The discovery came about as the result of research on enhancing radiation therapy, and experimenting with different radiation treatments. The next phase of the research will focus on understanding how sub-millimeter band rays damage the cells’ genetic material, and whether other types of cancer could be treated in this manner.

The results of this very early-stage research has meant that the project has already received funding from several foundations, including the Carlsberg Foundation and Denmark’s Fraenkel Foundation, which supports research in cardiology and cancer treatment.

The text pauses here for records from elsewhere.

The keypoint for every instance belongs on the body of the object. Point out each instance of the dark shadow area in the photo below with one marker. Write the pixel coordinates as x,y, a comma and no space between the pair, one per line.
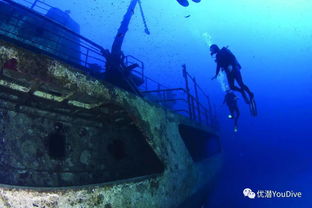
200,144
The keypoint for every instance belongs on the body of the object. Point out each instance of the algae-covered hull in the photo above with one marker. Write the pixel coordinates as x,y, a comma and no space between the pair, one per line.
68,140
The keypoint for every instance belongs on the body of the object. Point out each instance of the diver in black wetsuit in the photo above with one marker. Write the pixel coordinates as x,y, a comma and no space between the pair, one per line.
230,99
185,2
227,61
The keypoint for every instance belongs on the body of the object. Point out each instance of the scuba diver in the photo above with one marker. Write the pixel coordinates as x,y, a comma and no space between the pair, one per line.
227,61
185,2
230,99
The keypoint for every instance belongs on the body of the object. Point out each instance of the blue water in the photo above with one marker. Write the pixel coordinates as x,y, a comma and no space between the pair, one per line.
272,39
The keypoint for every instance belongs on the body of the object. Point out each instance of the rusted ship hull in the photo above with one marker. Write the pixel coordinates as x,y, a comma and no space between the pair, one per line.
71,141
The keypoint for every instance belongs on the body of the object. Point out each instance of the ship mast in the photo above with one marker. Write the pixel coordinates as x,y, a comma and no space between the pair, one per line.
119,38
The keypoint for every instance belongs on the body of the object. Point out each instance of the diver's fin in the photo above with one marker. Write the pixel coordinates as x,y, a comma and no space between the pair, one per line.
183,3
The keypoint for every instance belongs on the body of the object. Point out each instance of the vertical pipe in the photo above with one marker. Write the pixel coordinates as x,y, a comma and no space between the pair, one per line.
197,99
187,90
87,55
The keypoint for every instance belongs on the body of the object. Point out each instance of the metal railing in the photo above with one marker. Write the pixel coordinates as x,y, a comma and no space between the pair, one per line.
33,30
183,100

The Israeli team includes three veteran researchers — physics professors Konstantin Komoshvili, Jacob Levitan, and Asher Yahalom, as well as engineering professor Boris Kapilewitch, and Dr. Stella Aronov of Ariel’s cancer research lab. On the Danish side, the team includes researchers from Denmark’s Technical University, and includes the well-known physicist Henrik Bohr, grandson of the Jewish physicist and Nobel Prize winner Niels Bohr, and a nephew of nuclear physicist Aage Bohr, also a Nobel Prize winner.